Re: The Extinction Challenge (fwd)

Robert J. Bradbury (bradbury@www.aeiveos.com)
Mon, 2 Aug 1999 07:34:14 -0700 (PDT)

> John Clark <jonkc@worldnet.att.net> wrote:

> An Alpha particle will kill or mutate any cell it hits, a rare neutrino that hits
> would be almost as deadly.

John, I'm almost certain this is incorrect. Radiation doses are moderated by virtually all intervening mass. The denser the mass the quicker the moderation. An alpha particle is a helium nucleus and gets moderated much quicker than other forms of radiation (because it is bigger and interacts more quickly).

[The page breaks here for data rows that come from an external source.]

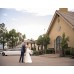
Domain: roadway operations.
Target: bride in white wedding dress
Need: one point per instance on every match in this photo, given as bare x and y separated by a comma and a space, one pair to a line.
27, 58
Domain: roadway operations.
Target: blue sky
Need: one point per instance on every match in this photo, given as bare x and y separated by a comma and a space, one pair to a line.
24, 22
31, 16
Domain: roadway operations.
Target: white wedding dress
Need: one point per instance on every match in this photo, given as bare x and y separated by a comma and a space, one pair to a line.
27, 58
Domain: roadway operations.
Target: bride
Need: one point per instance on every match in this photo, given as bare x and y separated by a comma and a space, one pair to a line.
27, 55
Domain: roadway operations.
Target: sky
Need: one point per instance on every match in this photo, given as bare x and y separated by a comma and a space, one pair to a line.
31, 17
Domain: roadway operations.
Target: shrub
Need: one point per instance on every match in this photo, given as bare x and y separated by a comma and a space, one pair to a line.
72, 51
67, 51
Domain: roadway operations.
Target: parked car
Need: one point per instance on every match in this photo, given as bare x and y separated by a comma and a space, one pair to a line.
11, 52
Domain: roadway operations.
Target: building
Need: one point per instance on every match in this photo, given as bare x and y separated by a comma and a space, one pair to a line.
31, 43
62, 22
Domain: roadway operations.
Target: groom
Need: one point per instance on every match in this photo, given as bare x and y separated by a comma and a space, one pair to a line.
23, 49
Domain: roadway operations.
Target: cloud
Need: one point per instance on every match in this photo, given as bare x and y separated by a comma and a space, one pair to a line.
39, 7
13, 19
5, 14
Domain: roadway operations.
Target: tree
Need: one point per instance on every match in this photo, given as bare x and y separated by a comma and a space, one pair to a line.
23, 36
64, 43
13, 37
43, 40
3, 34
46, 41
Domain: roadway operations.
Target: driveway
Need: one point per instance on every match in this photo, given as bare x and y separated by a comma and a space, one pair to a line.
43, 60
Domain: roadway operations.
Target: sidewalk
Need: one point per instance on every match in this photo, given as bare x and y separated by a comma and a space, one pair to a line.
50, 55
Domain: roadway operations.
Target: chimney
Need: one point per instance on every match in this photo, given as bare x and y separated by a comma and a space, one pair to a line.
63, 9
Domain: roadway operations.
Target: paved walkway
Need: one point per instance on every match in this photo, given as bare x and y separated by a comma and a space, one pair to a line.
42, 60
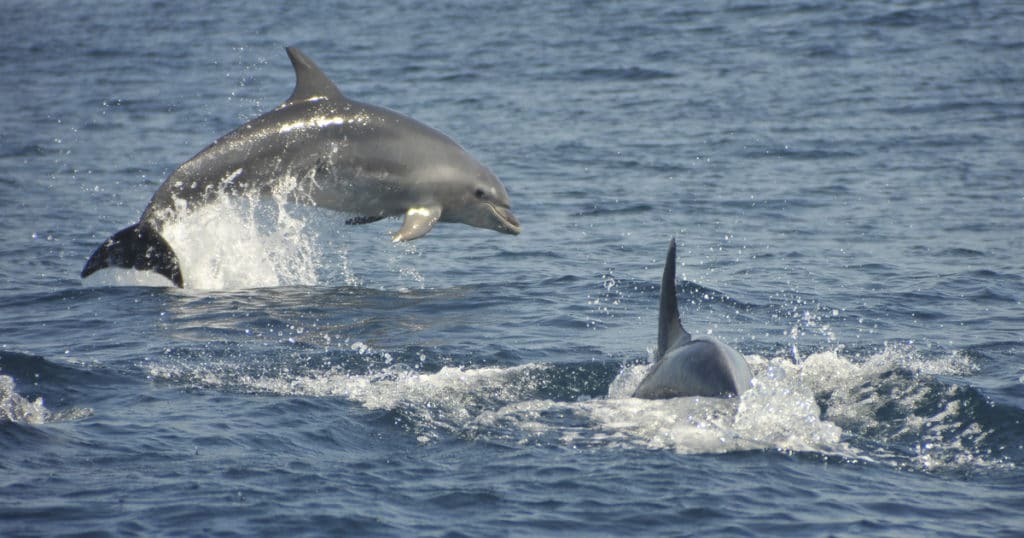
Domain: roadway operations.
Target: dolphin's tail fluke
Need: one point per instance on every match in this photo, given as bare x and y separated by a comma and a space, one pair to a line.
139, 247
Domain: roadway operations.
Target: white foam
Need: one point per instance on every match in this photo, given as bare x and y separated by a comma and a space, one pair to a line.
779, 412
245, 242
14, 408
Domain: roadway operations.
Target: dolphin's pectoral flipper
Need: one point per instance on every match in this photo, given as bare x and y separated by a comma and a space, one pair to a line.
139, 247
364, 219
419, 220
670, 330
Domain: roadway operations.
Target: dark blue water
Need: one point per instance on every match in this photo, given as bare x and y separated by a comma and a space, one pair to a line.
846, 184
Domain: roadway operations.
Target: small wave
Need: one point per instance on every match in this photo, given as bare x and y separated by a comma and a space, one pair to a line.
884, 408
632, 74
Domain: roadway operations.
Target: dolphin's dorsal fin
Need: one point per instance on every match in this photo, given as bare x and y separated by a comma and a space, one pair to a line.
670, 329
310, 82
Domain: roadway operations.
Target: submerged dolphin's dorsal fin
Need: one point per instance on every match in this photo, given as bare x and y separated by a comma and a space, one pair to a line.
670, 329
310, 82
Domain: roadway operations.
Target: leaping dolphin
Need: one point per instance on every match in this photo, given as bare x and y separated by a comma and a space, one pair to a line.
346, 156
687, 366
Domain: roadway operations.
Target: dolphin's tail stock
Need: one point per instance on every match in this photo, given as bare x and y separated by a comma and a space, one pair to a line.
139, 247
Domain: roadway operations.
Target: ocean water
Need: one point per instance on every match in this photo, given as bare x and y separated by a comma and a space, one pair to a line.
846, 183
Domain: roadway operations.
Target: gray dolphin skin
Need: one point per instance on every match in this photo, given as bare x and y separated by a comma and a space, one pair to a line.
687, 366
347, 156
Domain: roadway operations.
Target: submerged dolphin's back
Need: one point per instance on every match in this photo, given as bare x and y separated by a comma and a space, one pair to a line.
701, 367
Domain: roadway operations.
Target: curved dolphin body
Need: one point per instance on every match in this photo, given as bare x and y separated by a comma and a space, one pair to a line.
345, 155
686, 366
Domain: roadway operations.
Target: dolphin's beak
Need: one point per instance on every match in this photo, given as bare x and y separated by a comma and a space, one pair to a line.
507, 222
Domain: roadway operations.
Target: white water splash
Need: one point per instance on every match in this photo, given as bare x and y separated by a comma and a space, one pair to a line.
245, 242
14, 408
779, 412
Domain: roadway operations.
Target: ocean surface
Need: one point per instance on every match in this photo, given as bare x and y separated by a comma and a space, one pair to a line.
845, 180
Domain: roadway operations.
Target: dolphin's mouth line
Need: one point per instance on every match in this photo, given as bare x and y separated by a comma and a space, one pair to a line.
508, 221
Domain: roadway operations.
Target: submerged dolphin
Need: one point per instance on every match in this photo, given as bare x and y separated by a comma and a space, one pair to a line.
688, 367
345, 155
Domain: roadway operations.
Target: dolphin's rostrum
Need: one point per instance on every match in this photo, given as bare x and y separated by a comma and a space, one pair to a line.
687, 366
346, 156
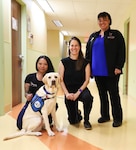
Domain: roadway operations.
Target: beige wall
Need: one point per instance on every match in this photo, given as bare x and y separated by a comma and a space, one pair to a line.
54, 47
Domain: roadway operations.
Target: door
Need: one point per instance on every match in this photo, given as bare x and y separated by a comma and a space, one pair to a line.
16, 51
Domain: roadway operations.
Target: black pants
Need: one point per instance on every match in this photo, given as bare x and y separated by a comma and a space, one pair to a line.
109, 85
22, 112
72, 107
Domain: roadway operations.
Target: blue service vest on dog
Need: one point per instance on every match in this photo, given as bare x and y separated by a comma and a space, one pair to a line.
37, 103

Only a very small fraction of each cell is DNA and 90+% of that is junk. So the probability that a alpha particle will kill or mutate a cell, is I believe very low.

I will grant that an alpha particle traveling at 99.999999% the speed of light is going to pack a pretty big punch and in this case may be pretty dangerous.

So I believe the *real* questions here is what is the effective energy (in MeV or J), and/or what is the absorption cross sectional area of the particle.

For absorption cross sectional area, I think:

Neutrino < Gamma-Ray < X-Ray < UV < Beta-particle < Alpha-particle.

The energy of the photon based radiations is directly calculatable, but the energy of the particles (and neutrinos???) depends on the nuclear reaction that generates them. [After all, weren't neutrinos invented to explain the mass that was "disappearing" from nuclear reactions?].